Born and raised in St. Paul, Doree and his wife Michelle moved up to Brainerd eight years ago, where he began work at the Brainerd Fire Department. Despite living in a state captivated by skating rinks, Doree says that he didn’t learn to skate until he was 10 years old, something he didn’t want for his kids, Anthony (18), Taylor (7) and Cole (5).
“When I was a kid, I didn’t learn to skate until I was 10 or 11 because we had to walk a mile and a half to get to the closest rink,” Doree said. “I wanted my kids to be able to learn to skate right away, I mean we live in Minnesota after all. Even though the local park rink is only a couple blocks away, we still have to go through the process of getting the kids bundled up, walking to the rink, putting the skates on, and then after 10 minutes everyone’s cold anyway so we head back home.”
So Doree decided to cut through the hassle, starting construction on this year’s rink in November by placing 2-by-12 boards to encompass the 30-by-40 foot rink — his biggest rink to date.
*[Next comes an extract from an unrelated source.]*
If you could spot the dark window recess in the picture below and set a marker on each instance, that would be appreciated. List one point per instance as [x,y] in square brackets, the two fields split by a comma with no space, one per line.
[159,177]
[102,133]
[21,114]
Waiting yet again for cool weather, once the boards were in place Doree put down a plastic liner before taking a meter from the public utilities building and a fire hose that he purchased at an auction to help quickly fill the rink with water three weeks later. Something he has had to do “at least a half a dozen” times already this year.
“The first two years I had the rink were great,” said Doree, who hooks the hose up to the fire hydrant and pays by the gallons used. “We filled it and froze it once and I literally never touched it again until sometime around March when it was too warm to skate on and we just broke the ice up so it could melt. This year I’ve been out there a lot to get water on and keep water on.
“The kids keep asking, ‘dad when are you going to get the rink going?’ but it’s just been so hard. Once I fill, it seems the next day is 50 degrees and the ice goes away and we have to start all over. To make it worse, this year we went even bigger, I even bought a bench and made my own Zamboni (made from PVC piping and garden hoses) so it’s just kind of a bummer that we haven’t had a chance to really use any of it because there’s been no skateable ice.”
Not alone in the search for ice, Brainerd Parks and Recreation’s Director Tony Sailer said city rinks have had the same problem as Doree, even enlisting Doree’s Brainerd Fire Department to fill both Bane and Mill Avenue Park to get the rinks up and running quicker.
“It’s just been a inimitable winter,” said Sailer in a recent email. “During a normal year, rinks open in mid-December and stay open until the first week of March. Now we see the opening and closing of (Gregory Park, Mill Avenue Park and Bane Park) due to the unseasonably warm weather. Ice went from bad to the point of nonexistent.
“Our maintenance crew was working diligently to rebuild the ice, but Mother Nature kept putting the heat on. Now that temperatures are closer to normal, or at least well below freezing, the crew is working hard to get some good ice put down. And with the help of the fire department (Jan. 11) we were able to let an abundance of water hit the rinks and we were skating two days later. If we had rebuilt the rinks by hand it would have taken nearly two weeks to rebuild so they were skateable.”
But not giving up hope yet, Doree said he will hold out on heading down to the park rinks until after the end of this month.
“Until the kids say to me, ‘I don’t want to skate in the backyard anymore’, I am going to keep doing it. It’s a lot of work but I enjoy it as much as the kids do. It just would be nice to get the weather to cooperate as much as the kids do now.”